In [15]:
import pandas as pd
import numpy as np
from matplotlib import pyplot as plt

! pip install mlxtend
from mlxtend.preprocessing import TransactionEncoder
from mlxtend.frequent_patterns import apriori, fpmax, fpgrowth
from mlxtend.preprocessing import TransactionEncoder
from mlxtend.frequent_patterns import apriori
from mlxtend.frequent_patterns import association_rules



# Association Rule for Store Dataset

In this case study, we will explore how association rule can be used to analyze the items that are usualy purcased together.

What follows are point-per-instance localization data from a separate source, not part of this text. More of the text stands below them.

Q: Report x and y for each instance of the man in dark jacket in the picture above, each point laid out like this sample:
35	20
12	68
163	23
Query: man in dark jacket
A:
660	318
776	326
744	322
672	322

you can refer to this article to find out about apriori and association rule:
https://rasbt.github.io/mlxtend/user_guide/frequent_patterns/apriori/
https://rasbt.github.io/mlxtend/user_guide/frequent_patterns/association_rules/

## Load Data

We will use the dataset of the transaction in a certain store. You can get the dataset here: 
https://gist.githubusercontent.com/Harsh-Git-Hub/2979ec48043928ad9033d8469928e751/raw/72de943e040b8bd0d087624b154d41b2ba9d9b60/retail_dataset.csv

In [2]:
df = pd.read_csv('https://gist.githubusercontent.com/Harsh-Git-Hub/2979ec48043928ad9033d8469928e751/raw/72de943e040b8bd0d087624b154d41b2ba9d9b60/retail_dataset.csv')
df.head()

Unnamed: 0,0,1,2,3,4,5,6
0,Bread,Wine,Eggs,Meat,Cheese,Pencil,Diaper
1,Bread,Cheese,Meat,Diaper,Wine,Milk,Pencil
2,Cheese,Meat,Eggs,Milk,Wine,,
3,Cheese,Meat,Eggs,Milk,Wine,,
4,Meat,Pencil,Wine,,,,


# Get the set of product that has been purchased


Get the unique product that has been purchased

In [3]:
unique_products = set(pd.unique(df.values.ravel()))

print(unique_products)

{'Wine', 'Eggs', 'Cheese', 'Bread', 'Bagel', 'Diaper', 'Milk', 'Pencil', 'Meat', nan}


## Preprocess Data

In this step, we will transform our dataset so that we will have a one hot encoding based on the purchased products.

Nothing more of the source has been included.